Facets available for querying cellxgene data

FACETS is a character vector of common fields used to subset cellxgene data.

facets() is used to query the cellxgene database for current values of one or all facets.

facets_filter() provides a convenient way to filter facets based on label or ontology term.

Usage

FACETS

facets(cellxgene_db = db(), facets = FACETS)

facets_filter(facet, key = c("label", "ontology_term_id"), value, exact = TRUE)

Format

FACETS is an object of class character of length 8.

Arguments

cellxgene_db: an (optional) cellxgene_db object, as returned by db().
facets: a character() vector corersponding to one of the facets in FACETS.
facet: the column containing faceted information, e.g., sex in datasets(db).
key: character(1) identifying whether value is a label or ontology_term_id.
value: character() value of the label or ontology term to filter on.
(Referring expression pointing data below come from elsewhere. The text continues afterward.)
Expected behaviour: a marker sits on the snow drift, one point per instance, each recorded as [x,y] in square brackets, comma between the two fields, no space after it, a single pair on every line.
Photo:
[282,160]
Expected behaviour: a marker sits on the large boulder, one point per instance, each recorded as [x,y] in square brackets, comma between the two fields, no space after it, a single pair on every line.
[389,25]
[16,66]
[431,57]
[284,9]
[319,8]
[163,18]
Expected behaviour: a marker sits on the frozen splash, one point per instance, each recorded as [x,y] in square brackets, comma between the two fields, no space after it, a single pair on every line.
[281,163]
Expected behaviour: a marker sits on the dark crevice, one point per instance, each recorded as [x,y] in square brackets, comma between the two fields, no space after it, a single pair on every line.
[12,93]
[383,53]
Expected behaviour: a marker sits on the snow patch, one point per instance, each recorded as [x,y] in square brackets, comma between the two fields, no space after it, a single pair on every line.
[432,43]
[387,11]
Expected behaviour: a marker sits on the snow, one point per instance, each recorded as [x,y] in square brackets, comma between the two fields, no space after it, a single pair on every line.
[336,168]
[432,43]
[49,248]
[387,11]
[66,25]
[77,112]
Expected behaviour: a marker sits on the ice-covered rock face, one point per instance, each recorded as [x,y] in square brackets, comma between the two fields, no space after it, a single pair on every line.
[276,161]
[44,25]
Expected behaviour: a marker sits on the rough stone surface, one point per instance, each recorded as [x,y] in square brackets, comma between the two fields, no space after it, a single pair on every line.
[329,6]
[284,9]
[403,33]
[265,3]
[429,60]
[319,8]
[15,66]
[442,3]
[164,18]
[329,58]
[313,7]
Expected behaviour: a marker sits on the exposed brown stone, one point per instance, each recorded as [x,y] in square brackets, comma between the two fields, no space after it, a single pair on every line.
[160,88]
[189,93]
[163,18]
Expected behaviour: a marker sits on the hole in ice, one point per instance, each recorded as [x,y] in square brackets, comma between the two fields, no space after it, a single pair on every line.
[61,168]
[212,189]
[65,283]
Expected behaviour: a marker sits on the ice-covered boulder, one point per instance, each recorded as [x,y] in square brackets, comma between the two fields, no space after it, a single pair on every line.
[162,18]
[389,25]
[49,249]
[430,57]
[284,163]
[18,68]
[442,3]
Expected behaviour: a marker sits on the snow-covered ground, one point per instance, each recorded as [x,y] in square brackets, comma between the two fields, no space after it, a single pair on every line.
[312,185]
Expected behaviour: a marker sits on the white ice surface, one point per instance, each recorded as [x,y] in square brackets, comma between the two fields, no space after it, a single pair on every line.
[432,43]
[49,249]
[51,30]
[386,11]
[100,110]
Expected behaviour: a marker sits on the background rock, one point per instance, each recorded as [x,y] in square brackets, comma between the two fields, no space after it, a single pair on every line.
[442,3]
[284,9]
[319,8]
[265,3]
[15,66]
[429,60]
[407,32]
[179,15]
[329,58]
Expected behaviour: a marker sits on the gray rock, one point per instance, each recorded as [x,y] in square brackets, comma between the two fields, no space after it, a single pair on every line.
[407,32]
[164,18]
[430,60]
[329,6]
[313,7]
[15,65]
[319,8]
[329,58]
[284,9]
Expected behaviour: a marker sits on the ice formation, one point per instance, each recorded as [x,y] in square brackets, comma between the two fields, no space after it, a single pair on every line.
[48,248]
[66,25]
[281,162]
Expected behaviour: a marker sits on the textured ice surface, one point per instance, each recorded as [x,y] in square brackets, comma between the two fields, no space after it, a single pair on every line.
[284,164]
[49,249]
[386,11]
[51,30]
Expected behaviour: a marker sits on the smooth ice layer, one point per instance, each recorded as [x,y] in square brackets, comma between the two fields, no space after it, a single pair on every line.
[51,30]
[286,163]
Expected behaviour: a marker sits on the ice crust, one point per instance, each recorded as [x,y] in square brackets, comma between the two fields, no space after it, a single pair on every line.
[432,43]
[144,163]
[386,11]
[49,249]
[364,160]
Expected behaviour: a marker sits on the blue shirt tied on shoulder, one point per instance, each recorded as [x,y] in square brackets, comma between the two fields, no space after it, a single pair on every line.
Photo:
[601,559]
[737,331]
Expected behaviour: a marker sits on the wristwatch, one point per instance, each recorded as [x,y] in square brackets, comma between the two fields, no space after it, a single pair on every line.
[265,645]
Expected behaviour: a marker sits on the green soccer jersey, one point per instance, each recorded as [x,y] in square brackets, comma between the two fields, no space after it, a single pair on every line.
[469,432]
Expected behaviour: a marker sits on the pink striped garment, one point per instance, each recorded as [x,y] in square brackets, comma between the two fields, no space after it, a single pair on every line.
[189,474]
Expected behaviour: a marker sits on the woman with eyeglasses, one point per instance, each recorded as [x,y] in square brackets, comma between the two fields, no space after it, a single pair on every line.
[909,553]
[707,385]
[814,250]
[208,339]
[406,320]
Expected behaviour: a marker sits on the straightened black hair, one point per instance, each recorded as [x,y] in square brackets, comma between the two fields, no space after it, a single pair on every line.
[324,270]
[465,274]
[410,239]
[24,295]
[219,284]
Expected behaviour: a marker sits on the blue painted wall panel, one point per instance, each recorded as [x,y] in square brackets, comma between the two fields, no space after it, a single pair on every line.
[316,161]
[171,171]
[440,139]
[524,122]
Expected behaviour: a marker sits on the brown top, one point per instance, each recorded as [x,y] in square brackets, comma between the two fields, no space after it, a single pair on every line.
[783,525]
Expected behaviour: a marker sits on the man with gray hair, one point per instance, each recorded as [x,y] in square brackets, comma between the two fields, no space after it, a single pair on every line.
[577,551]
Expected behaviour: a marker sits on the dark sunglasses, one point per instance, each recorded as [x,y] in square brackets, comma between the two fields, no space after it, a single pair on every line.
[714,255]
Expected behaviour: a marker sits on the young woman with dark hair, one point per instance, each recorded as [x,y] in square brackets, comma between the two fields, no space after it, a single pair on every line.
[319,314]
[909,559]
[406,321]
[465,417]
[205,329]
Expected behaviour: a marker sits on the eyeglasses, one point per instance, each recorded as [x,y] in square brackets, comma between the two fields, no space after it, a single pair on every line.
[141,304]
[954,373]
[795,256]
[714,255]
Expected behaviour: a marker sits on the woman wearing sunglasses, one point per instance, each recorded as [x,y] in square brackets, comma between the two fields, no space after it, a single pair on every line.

The value may be a vector with length(value) > 0 for exact matchs (exact = TRUE, default), or a character(1) regular expression.
exact: logical(1) whether values match exactly (default, TRUE) or as a regular expression (FALSE).

Value

facets() returns a tibble with columns facet, label, ontology_term_id, and n, the number of times the facet label is used in the database.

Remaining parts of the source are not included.